'En ik niet naar school,' zegt Maurits, 'ik wil bij vader in de winkel.'
'Daar spreken we nog wel over,' antwoordt vader, heel zachtjes, maar hij heeft tranen in zijn ogen. Ik zou ook wel van school willen en in de winkel komen werken. Maar Saartje is dood, zij kan geen examen meer doen. Ik zit in de derde, het is mijn beurt. Als ik ook van school ga, is het allemaal voor niets geweest. We zijn ook al voor niets uit Tuindorp gegaan.
Naar bed nu. Morgen zal ik me nog meer schamen, in de klas, want ze hebben het natuurlijk gehoord, van Saartje, en dan weet ik helemaal niet meer wat ik tegen ze moet zeggen.
Ik ga de trap op, naar boven.
'Welterusten lieve Saartje,' heel zachtjes zeg ik het in mezelf, ze mogen het beneden niet horen.
Het kamertje is nu van mij, het had van Saartje zullen worden.
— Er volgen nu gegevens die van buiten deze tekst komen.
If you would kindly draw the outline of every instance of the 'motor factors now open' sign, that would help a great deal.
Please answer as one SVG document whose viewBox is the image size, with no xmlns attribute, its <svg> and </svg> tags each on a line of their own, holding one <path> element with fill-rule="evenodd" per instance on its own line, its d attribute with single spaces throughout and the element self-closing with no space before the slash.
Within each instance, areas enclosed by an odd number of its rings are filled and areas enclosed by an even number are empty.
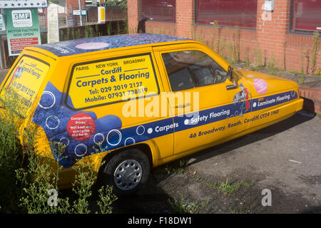
<svg viewBox="0 0 321 228">
<path fill-rule="evenodd" d="M 19 56 L 25 47 L 41 43 L 36 8 L 4 9 L 9 56 Z"/>
<path fill-rule="evenodd" d="M 0 8 L 46 7 L 47 0 L 1 0 Z"/>
<path fill-rule="evenodd" d="M 14 28 L 31 27 L 32 15 L 30 9 L 14 10 L 11 11 Z"/>
</svg>

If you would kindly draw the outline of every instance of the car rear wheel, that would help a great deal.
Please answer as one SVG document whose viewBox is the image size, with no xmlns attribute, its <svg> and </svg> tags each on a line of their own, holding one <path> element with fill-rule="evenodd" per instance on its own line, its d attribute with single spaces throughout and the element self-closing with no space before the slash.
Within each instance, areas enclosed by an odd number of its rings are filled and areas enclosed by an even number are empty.
<svg viewBox="0 0 321 228">
<path fill-rule="evenodd" d="M 148 182 L 150 162 L 141 150 L 131 149 L 114 155 L 102 170 L 103 185 L 113 186 L 115 193 L 128 195 Z"/>
</svg>

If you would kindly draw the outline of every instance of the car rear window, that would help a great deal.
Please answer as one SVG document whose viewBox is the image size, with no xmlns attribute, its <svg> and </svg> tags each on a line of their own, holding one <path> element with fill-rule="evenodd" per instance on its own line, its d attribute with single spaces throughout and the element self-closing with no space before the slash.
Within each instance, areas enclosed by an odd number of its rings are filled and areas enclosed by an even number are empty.
<svg viewBox="0 0 321 228">
<path fill-rule="evenodd" d="M 77 63 L 67 106 L 82 109 L 159 93 L 151 53 Z"/>
<path fill-rule="evenodd" d="M 49 64 L 42 60 L 22 56 L 1 88 L 1 101 L 8 100 L 9 98 L 14 95 L 19 104 L 11 108 L 21 116 L 26 117 L 35 101 L 49 67 Z"/>
</svg>

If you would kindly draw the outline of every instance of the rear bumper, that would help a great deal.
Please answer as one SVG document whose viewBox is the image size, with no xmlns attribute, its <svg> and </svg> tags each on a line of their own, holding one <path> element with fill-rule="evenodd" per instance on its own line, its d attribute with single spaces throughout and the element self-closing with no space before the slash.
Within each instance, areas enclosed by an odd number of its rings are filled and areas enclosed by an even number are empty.
<svg viewBox="0 0 321 228">
<path fill-rule="evenodd" d="M 297 112 L 301 110 L 303 108 L 303 101 L 304 100 L 302 98 L 299 98 L 297 100 Z"/>
</svg>

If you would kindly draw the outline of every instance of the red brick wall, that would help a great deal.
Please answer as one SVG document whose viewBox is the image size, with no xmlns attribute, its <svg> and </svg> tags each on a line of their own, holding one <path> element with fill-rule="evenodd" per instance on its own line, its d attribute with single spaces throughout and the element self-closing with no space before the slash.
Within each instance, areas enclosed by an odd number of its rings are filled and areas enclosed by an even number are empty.
<svg viewBox="0 0 321 228">
<path fill-rule="evenodd" d="M 258 0 L 258 17 L 256 29 L 240 29 L 240 57 L 242 61 L 254 61 L 258 58 L 255 52 L 260 51 L 262 63 L 267 63 L 273 56 L 275 66 L 296 71 L 304 68 L 311 73 L 313 48 L 312 33 L 301 35 L 292 33 L 290 26 L 290 0 L 275 1 L 275 11 L 270 14 L 263 10 L 264 0 Z M 200 39 L 208 45 L 214 44 L 214 50 L 220 42 L 221 52 L 228 56 L 229 43 L 234 43 L 235 30 L 227 27 L 214 28 L 213 26 L 194 25 L 194 0 L 176 0 L 176 23 L 156 21 L 146 22 L 146 32 L 164 33 Z M 129 31 L 137 31 L 141 16 L 140 0 L 128 0 Z M 174 33 L 175 32 L 175 33 Z M 214 35 L 213 35 L 214 34 Z M 321 41 L 320 41 L 321 42 Z M 309 57 L 305 53 L 309 51 Z M 307 66 L 309 58 L 309 66 Z M 317 72 L 321 68 L 321 47 L 317 60 Z"/>
</svg>

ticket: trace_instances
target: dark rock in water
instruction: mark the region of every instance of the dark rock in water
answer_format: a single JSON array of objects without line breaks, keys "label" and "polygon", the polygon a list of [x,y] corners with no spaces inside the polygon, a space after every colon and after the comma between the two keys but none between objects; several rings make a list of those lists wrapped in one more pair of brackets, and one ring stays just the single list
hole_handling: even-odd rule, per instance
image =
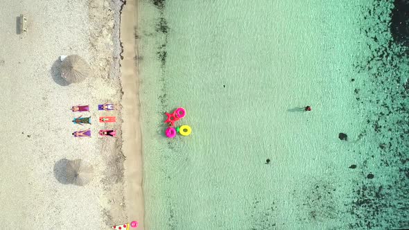
[{"label": "dark rock in water", "polygon": [[409,46],[409,1],[395,0],[392,9],[390,33],[394,42]]},{"label": "dark rock in water", "polygon": [[338,138],[341,141],[348,141],[348,135],[345,134],[343,132],[340,132],[338,134]]}]

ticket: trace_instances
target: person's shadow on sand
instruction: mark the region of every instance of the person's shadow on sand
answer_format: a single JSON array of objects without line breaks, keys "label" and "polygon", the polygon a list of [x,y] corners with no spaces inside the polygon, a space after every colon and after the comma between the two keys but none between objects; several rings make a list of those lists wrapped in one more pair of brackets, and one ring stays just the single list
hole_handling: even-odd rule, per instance
[{"label": "person's shadow on sand", "polygon": [[57,60],[53,64],[51,69],[50,69],[50,74],[55,83],[61,86],[67,86],[69,85],[65,79],[61,77],[61,61],[60,59],[57,59]]},{"label": "person's shadow on sand", "polygon": [[69,184],[67,179],[67,163],[69,160],[67,159],[62,159],[58,161],[55,162],[54,165],[54,177],[58,182],[64,184]]},{"label": "person's shadow on sand", "polygon": [[287,112],[304,112],[305,111],[305,107],[296,107],[294,108],[291,108],[291,109],[287,109]]}]

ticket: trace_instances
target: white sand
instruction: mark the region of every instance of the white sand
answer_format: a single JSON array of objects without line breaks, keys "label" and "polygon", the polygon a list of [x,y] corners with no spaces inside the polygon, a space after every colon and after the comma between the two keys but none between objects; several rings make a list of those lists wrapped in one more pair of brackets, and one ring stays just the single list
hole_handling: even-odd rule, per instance
[{"label": "white sand", "polygon": [[[123,179],[122,140],[97,136],[98,130],[105,127],[119,130],[121,134],[120,123],[97,122],[99,116],[120,115],[97,109],[98,103],[119,103],[121,96],[120,1],[112,1],[116,4],[110,0],[0,1],[2,229],[110,229],[110,225],[143,218],[143,206],[129,205],[141,211],[128,216],[125,204],[125,188],[127,194],[132,189]],[[27,16],[28,31],[17,35],[16,17],[20,13]],[[93,76],[79,84],[61,85],[58,59],[71,54],[87,60]],[[91,112],[83,115],[92,117],[92,138],[71,135],[88,127],[71,122],[80,114],[69,109],[78,104],[90,105]],[[130,106],[126,105],[124,107]],[[136,151],[140,152],[140,147]],[[124,154],[132,158],[126,151]],[[77,158],[89,162],[96,172],[83,187],[66,184],[61,177],[64,159]],[[130,163],[125,163],[130,167]],[[140,161],[135,167],[141,167]],[[130,173],[125,175],[141,170]],[[141,188],[137,188],[141,197],[136,200],[141,200]],[[126,199],[135,198],[127,195]]]}]

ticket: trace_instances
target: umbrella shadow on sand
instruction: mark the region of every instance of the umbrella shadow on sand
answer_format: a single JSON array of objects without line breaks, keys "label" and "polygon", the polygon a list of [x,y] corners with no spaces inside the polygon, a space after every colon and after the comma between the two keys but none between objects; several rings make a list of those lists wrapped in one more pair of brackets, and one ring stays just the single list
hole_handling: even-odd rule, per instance
[{"label": "umbrella shadow on sand", "polygon": [[70,184],[67,179],[66,172],[67,164],[69,161],[67,159],[62,159],[54,165],[54,177],[61,184]]},{"label": "umbrella shadow on sand", "polygon": [[61,86],[68,86],[69,83],[65,79],[61,77],[61,61],[57,59],[53,64],[51,69],[50,69],[50,74],[54,82]]}]

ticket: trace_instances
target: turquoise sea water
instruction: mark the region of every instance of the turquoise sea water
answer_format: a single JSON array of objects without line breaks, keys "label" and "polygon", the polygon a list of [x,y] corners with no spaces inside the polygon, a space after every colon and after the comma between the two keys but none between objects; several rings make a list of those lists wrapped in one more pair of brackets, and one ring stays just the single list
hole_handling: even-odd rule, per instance
[{"label": "turquoise sea water", "polygon": [[[394,7],[140,1],[146,229],[409,227],[409,62]],[[178,107],[193,132],[168,139]]]}]

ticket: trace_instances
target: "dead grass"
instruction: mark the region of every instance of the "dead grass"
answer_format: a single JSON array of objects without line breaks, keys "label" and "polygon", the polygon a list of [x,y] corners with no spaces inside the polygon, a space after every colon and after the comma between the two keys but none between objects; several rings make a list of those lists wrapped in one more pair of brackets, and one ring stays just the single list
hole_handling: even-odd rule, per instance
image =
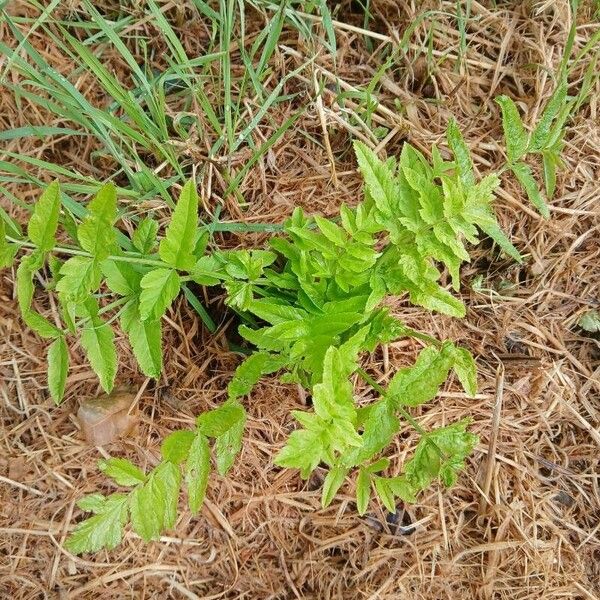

In de kast hangt haar mantel. Hij is ook gestopt aan de zak zie ik nu, voor het eerst. Ik aai er over, hij is zo zacht als een poes. In een van de zakken zit een zakdoek, ongewassen.
Het bed was ook van haar, nu is het van mij. Dacht ik maar niet zulke slechte dingen, was ik maar doodgegaan in plaats van Saartje.